Of course, none of this is totally simple. We humans can be pretty messed up. We often don’t know how to treat other humans well, let alone other species. And yet we have seen, over and over again through prison programs and drug rehabilitation programs that one of the things that has consistently managed to make real change in people are the programs where participants have to look after animals.

Maybe they are working with farm animals, caring for them every day or maybe they are working with dogs or cats from a shelter, caring for their basic needs and preparing them for a home.

But it works, over and over again. People in these programs have managed to make emotional connections with animals that have helped them care more, understand themselves and others better, become less self-destructive or less anti-social and learn to see the value in themselves and others.

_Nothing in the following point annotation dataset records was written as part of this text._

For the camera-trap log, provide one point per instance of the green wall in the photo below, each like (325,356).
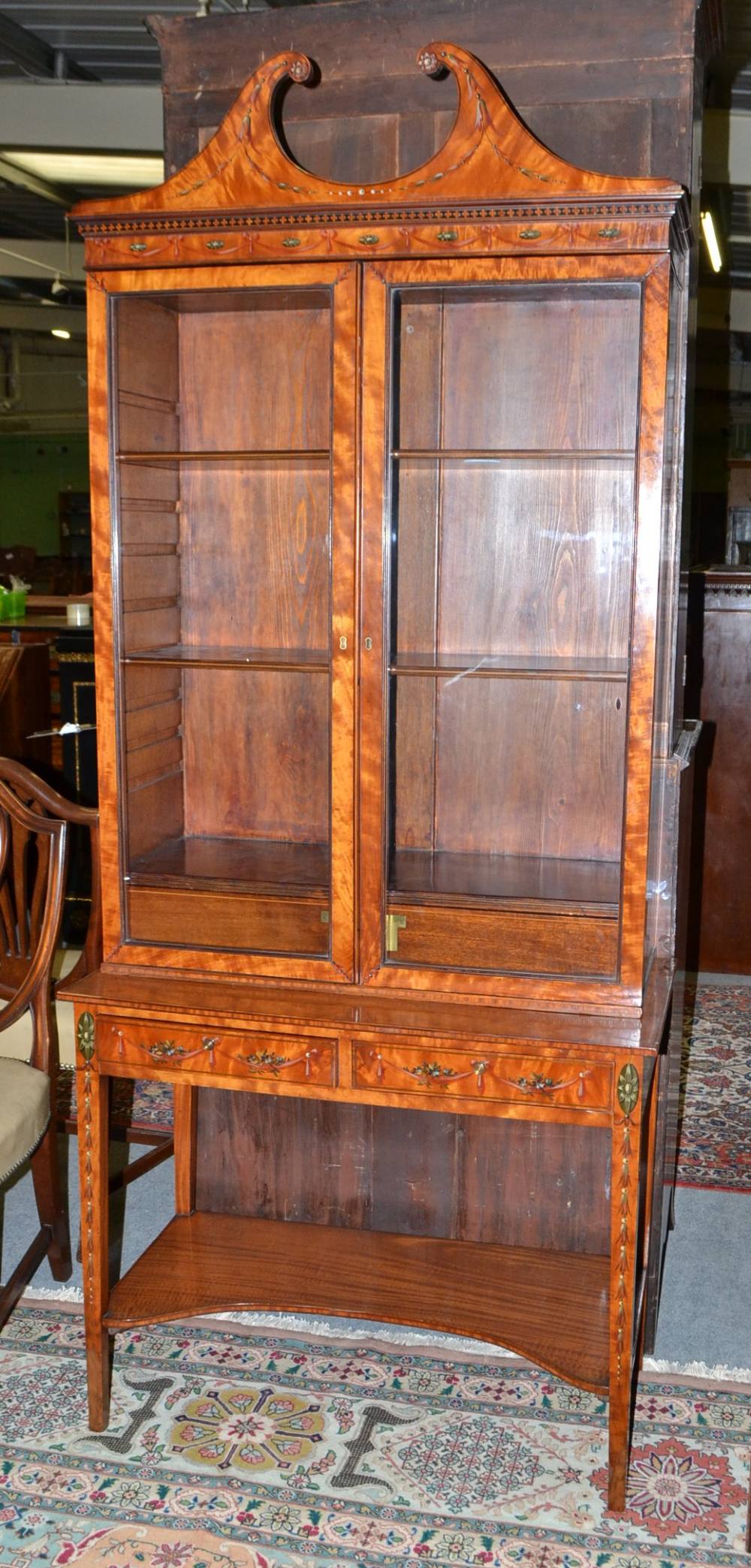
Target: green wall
(32,472)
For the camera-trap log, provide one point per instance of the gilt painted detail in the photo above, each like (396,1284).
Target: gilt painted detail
(432,1072)
(85,1042)
(85,1036)
(628,1089)
(488,155)
(623,1247)
(270,1062)
(168,1049)
(540,1084)
(165,1049)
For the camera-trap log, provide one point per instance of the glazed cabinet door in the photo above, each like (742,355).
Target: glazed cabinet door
(225,540)
(508,620)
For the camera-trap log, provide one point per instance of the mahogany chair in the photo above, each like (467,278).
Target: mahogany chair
(33,855)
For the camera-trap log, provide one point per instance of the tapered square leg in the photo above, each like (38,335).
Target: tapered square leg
(185,1121)
(626,1151)
(93,1157)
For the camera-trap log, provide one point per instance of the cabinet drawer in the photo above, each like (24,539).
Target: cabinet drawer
(477,1073)
(540,945)
(286,1059)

It’s a kind of everyday miracle and it’s a shame we don’t see more of it because this is one of the lessons nature has for us about God.

Maybe we are starting to remember. There is a new term I’ve heard recently: COVID puppies. This refers to pets newly brought into homes to help with the stresses of the pandemic: the loneliness, the isolation. And I hope and pray that in doing this, people are really connecting and loving these animals and not just using them as emotional tools to address a temporary crisis only to be neglected later.

But no matter what motivation brings an animal into human care, situations can grow, and develop and real connection can form.

Animals consistently show us that God can work in unexpected ways, teaching us profound lessons through creatures that we often call inferior.

They remind us that we are connected to the rest of creation in ways that we may not be aware of all the time, but that are so deeply part of us that we can’t help it.

And they remind us that we are not alone, either as individuals or as a species. They remind us that God has given us companions on this journey of life and that we need them.

When we stop and reflect on these truths it seems to me that there are two appropriate responses:

One is to open ourselves up to God’s voice as it comes to us through the animals in our lives and the many voices of God’s creation that surround & touch us. God is busy doing things all around us and it might be a good idea if we paid attention.

The other response is to be thankful; thankful to God for all these relationships and connections we are given and thankful to the animals in our lives for the ways they touch us, teach us, and help us be more profoundly human every day.